Two news reports. One about a former Chilean dictator. One about our Bullshitter-in-Chief. Note the similarities. This from Reuters regarding Augusto Pinochet’s arrest for torture, murder and kidnapping early in his regime and this from the BBC regarding the bullshitter’s denial that the U.S. uses torture.
Is it possible we’ll read one day about the arrest of a former U.S. president on the same sort of charges? (Pinochet is being held “for 36 cases of kidnapping, one of homicide and for 23 cases of torture” committed at a detention center run by his secret police.)
To ask the question implies an answer — and why, despite claims to the contrary (such as “saving American lives”), the bullshitter’s Republican enablers rammed through the Military Commissions Act of 2006.
The new law was designed to protect him and his henchmen from potential prosecution.
As reported by ABC News:
The legislation says the president can “interpret the meaning and application” of international standards for prisoner treatment, a provision intended to allow him to authorize aggressive interrogation methods that might otherwise be seen as illegal by international courts.

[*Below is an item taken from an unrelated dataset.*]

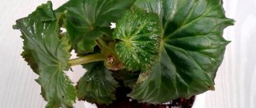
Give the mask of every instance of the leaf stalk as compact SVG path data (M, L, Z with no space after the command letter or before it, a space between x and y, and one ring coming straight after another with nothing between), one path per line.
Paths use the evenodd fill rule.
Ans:
M73 66L85 64L92 62L105 61L106 59L106 56L105 55L102 53L96 53L96 54L88 55L85 56L70 59L68 63L71 64L71 66Z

The bill not only “authorizes continued harsh interrogations of terror suspects,” it applies to “14 suspects who were secretly questioned by the CIA overseas and recently moved to the U.S. detention center at Guantanamo Bay.”
Since the interrogations are top secret, there is no way to verify the bullshitter’s claims. But even if American lives have been saved, the legislation is a statist endorsement of thuggery. It puts government officials beyond the reach of justice by bending the law to their purpose. And it contradicts the U.S. Constitution, let alone American ideals (if not the realities).